雑誌「シング・アウト!」 (1962年)のボブ・ディランのコメント

In June 1962, the song was published in Sing Out!, accompanied by Dylan's comments:

There ain’t too much I can say about this song except that the answer is blowing in the wind. It ain't in no book or movie or TV show or discussion group. Man, it's in the wind — and it’s blowing in the wind.
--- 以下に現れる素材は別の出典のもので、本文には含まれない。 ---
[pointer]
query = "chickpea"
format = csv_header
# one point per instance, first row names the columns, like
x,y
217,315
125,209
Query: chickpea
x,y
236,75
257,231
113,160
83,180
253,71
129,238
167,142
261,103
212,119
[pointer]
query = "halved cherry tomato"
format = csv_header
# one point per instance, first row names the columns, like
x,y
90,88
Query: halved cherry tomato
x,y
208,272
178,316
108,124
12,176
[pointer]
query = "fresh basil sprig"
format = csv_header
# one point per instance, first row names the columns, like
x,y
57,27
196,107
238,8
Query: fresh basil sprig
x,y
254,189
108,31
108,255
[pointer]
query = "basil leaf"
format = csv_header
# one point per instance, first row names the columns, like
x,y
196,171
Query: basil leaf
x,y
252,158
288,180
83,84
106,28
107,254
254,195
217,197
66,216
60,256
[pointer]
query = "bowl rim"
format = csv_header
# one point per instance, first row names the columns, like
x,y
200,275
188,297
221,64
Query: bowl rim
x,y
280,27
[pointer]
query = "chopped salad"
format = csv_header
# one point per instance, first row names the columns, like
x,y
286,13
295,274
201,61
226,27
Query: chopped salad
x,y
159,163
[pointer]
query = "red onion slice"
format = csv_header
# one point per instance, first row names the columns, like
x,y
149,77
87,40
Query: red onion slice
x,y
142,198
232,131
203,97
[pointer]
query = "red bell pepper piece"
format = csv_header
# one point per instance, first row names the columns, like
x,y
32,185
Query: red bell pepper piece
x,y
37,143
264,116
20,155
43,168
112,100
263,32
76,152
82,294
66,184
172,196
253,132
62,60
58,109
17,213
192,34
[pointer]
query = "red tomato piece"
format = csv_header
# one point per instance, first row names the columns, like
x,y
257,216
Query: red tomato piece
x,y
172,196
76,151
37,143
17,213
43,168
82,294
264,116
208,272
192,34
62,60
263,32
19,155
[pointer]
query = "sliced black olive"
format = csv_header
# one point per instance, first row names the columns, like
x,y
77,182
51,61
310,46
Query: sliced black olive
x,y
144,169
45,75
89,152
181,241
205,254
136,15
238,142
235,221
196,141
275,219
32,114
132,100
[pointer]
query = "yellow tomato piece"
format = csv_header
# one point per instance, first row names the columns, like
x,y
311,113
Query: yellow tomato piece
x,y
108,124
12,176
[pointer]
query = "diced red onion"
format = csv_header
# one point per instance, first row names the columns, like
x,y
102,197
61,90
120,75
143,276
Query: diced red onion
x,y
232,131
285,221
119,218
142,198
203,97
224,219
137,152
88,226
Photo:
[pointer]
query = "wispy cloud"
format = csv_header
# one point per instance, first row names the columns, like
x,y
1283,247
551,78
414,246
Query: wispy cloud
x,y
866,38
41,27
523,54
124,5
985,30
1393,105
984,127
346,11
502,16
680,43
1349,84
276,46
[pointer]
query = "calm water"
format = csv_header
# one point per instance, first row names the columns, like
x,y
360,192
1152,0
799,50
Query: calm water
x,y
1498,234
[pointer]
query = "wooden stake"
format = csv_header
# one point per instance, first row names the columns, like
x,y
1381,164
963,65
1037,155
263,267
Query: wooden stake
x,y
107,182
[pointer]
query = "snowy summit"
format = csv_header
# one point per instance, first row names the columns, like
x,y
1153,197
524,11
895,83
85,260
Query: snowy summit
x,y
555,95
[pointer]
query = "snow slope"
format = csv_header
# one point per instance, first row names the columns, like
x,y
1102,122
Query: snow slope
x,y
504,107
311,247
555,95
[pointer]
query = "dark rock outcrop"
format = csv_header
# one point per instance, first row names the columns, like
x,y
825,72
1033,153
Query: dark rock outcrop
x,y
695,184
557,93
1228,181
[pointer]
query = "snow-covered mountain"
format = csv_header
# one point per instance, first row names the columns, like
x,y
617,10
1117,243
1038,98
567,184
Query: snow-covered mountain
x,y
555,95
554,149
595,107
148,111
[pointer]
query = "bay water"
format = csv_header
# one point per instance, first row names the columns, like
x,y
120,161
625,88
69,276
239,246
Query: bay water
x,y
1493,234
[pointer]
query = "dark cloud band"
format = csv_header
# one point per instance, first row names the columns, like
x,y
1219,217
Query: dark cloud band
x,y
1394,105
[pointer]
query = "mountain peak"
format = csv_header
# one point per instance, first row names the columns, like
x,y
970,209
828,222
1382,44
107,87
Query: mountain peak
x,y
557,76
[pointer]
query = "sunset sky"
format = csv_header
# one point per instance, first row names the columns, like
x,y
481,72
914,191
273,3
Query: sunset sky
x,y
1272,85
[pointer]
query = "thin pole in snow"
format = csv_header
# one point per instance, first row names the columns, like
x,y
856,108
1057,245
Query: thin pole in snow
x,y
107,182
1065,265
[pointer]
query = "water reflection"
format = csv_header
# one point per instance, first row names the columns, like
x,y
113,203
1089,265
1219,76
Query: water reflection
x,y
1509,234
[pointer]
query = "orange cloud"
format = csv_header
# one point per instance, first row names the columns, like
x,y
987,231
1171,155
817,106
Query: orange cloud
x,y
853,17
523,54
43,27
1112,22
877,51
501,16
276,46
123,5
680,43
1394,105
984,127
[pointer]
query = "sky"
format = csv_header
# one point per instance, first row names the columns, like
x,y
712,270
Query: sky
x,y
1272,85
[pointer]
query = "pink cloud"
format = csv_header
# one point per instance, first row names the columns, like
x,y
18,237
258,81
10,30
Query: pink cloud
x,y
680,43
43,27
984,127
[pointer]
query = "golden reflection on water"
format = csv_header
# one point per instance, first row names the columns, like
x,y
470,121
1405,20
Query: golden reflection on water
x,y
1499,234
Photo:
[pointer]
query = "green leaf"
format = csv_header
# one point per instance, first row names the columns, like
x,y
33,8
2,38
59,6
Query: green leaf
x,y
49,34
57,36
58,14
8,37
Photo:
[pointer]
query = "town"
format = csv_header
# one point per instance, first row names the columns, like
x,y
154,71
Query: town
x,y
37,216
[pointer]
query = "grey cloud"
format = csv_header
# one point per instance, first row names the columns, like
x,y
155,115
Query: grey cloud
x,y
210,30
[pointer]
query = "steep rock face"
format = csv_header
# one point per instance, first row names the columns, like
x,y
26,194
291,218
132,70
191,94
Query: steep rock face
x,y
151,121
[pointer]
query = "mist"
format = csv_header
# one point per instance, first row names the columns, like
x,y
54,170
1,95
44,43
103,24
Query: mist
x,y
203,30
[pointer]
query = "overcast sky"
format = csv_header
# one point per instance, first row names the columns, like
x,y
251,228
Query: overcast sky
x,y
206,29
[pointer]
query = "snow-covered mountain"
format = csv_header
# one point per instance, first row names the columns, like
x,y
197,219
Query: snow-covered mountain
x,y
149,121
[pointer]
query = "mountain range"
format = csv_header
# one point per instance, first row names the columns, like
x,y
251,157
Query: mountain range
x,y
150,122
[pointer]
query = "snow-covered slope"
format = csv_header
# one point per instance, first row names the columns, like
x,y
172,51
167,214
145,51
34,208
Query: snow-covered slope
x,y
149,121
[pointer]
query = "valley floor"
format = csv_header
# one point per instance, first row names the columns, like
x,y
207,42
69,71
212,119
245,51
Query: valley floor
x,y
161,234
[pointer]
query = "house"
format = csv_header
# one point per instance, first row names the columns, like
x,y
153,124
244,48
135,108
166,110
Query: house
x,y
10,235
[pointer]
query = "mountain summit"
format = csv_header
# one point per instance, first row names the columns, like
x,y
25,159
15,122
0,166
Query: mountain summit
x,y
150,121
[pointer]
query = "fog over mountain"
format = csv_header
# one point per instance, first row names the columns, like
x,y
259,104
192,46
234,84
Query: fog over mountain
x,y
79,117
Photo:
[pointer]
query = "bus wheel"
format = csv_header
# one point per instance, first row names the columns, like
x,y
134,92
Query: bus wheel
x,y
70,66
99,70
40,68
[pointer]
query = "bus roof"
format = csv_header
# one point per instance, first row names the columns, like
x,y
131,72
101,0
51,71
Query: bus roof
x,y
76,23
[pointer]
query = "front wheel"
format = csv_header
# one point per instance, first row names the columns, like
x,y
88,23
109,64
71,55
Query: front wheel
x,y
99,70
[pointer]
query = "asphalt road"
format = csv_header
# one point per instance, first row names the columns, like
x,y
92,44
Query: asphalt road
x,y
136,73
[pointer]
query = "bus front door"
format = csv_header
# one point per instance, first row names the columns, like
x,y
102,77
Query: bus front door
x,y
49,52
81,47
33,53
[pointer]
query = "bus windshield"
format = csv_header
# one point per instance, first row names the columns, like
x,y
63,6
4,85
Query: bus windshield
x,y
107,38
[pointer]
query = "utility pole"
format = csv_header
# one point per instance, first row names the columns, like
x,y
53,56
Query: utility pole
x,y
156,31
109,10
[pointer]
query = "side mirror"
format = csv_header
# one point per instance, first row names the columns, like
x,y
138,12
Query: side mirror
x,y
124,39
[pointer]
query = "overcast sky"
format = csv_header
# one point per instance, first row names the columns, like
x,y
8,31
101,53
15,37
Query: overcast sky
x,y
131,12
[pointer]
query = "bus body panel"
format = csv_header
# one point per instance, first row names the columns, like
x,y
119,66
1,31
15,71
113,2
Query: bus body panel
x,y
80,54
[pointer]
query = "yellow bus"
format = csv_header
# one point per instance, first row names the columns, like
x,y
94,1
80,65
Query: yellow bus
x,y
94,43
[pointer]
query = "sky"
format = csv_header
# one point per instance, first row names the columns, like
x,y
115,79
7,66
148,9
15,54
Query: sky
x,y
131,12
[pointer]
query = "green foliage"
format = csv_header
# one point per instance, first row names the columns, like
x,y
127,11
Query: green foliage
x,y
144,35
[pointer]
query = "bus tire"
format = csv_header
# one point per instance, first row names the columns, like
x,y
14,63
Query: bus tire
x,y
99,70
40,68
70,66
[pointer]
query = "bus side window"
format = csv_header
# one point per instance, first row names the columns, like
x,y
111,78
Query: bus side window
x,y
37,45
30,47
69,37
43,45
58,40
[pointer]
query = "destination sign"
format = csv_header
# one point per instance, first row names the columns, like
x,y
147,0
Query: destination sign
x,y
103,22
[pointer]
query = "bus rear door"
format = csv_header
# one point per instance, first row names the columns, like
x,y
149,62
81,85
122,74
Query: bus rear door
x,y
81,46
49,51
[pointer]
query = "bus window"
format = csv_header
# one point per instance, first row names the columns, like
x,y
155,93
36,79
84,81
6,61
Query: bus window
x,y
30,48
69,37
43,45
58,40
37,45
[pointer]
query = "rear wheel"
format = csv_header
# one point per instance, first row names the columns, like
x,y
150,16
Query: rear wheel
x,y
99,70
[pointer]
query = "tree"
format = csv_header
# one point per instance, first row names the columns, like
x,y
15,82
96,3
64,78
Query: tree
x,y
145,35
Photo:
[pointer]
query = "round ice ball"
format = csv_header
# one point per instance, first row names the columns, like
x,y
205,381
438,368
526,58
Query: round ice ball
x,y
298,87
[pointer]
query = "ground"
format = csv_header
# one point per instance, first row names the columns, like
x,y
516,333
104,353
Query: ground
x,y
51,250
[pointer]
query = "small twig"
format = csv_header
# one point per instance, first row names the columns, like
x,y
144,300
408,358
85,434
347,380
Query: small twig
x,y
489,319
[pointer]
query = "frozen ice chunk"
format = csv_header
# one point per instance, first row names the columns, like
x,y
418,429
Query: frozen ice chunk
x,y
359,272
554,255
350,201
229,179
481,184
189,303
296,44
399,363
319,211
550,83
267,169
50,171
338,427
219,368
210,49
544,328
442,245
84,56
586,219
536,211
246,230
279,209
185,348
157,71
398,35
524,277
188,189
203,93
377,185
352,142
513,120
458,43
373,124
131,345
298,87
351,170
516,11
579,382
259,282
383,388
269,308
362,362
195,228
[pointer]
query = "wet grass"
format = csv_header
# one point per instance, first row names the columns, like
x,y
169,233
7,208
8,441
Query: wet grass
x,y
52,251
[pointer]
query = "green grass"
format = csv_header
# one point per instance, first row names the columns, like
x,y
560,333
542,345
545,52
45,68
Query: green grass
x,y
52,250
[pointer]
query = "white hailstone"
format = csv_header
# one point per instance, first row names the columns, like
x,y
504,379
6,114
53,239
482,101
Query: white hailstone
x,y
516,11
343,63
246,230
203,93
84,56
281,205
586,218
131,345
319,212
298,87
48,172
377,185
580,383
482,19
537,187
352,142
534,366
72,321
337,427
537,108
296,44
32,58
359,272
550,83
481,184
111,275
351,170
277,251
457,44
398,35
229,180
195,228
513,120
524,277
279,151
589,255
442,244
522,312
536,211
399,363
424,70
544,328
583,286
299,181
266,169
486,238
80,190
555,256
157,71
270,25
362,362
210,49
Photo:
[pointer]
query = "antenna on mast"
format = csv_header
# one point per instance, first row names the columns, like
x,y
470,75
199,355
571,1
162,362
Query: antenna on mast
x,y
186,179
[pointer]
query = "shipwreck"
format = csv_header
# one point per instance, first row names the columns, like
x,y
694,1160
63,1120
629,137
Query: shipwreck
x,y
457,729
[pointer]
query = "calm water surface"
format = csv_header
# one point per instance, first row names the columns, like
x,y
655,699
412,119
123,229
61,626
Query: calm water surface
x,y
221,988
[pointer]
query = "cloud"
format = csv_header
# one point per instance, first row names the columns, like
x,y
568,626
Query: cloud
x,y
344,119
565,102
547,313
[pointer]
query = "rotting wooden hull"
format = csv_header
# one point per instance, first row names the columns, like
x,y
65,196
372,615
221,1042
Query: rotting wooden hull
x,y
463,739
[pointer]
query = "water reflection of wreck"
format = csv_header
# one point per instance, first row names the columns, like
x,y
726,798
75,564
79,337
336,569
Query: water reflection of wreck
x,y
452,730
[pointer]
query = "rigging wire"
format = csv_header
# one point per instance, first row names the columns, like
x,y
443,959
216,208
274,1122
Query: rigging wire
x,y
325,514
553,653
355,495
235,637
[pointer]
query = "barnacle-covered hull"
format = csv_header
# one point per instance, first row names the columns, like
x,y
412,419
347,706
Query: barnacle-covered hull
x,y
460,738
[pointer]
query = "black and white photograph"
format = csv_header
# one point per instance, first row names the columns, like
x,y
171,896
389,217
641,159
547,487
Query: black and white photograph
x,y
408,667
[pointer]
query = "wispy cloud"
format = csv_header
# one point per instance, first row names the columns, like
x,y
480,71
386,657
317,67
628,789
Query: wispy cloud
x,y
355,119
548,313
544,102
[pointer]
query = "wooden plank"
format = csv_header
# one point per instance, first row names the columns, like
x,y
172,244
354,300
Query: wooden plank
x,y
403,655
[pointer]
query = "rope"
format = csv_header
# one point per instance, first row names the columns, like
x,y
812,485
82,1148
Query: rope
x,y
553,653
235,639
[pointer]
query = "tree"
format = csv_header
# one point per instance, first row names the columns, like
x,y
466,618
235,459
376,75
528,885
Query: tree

Too many of these hip people are telling me where the answer is but oh I won't believe that. I still say it's in the wind and just like a restless piece of paper it's got to come down some ... But the only trouble is that no one picks up the answer when it comes down so not too many people get to see and know ... and then it flies away. I still say that some of the biggest criminals are those that turn their heads away when they see wrong and know it's wrong. I'm only 21 years old and I know that there's been too many ... You people over 21, you're older and smarter.

 

歌詞は、1962年に雑誌「シング・アウト!」に、ディランのコメントとともに掲載された。

「この歌についちゃ、あまり言えることはないけど、ただ答えは風の中で吹かれているということだ。答えは本にも載ってないし、映画やテレビや討論会を見ても分からない。風の中にあるんだ、しかも風に吹かれちまっている。ヒップな奴らは「ここに答えがある」だの何だの言ってるが、俺は信用しねえ。俺にとっちゃ風にのっていて、しかも紙切れみたいに、いつかは地上に降りてこなきゃならない。でも、折角降りてきても、誰も拾って読もうとしないから、誰にも見られず理解されず、また飛んでいっちまう。世の中で一番の悪党は、間違っているものを見て、それが間違っていると頭でわかっていても、目を背けるやつだ。俺はまだ21歳だが、そういう大人が大勢いすぎることがわかっちまった。あんたら21歳以上の大人は、だいたい年長者だし、もっと頭がいいはずだろう。」

Blowin' in the Wind - Wikipedia

風に吹かれて (ボブ・ディランの曲) - Wikipedia

 

ならば休日の寝起きにパッと想った感性が一番自分にとっての真実に近しいかもしれないと、Yesterday的発明めいた発想を書きながらも、それでも自分なりの”答え”を結局求めている事実に他ならないと気づく休日。

 

答え?風の中にあるんだ、しかも風に吹かれちまっている。あるのかもしれないし、ないのかもしれないけどね。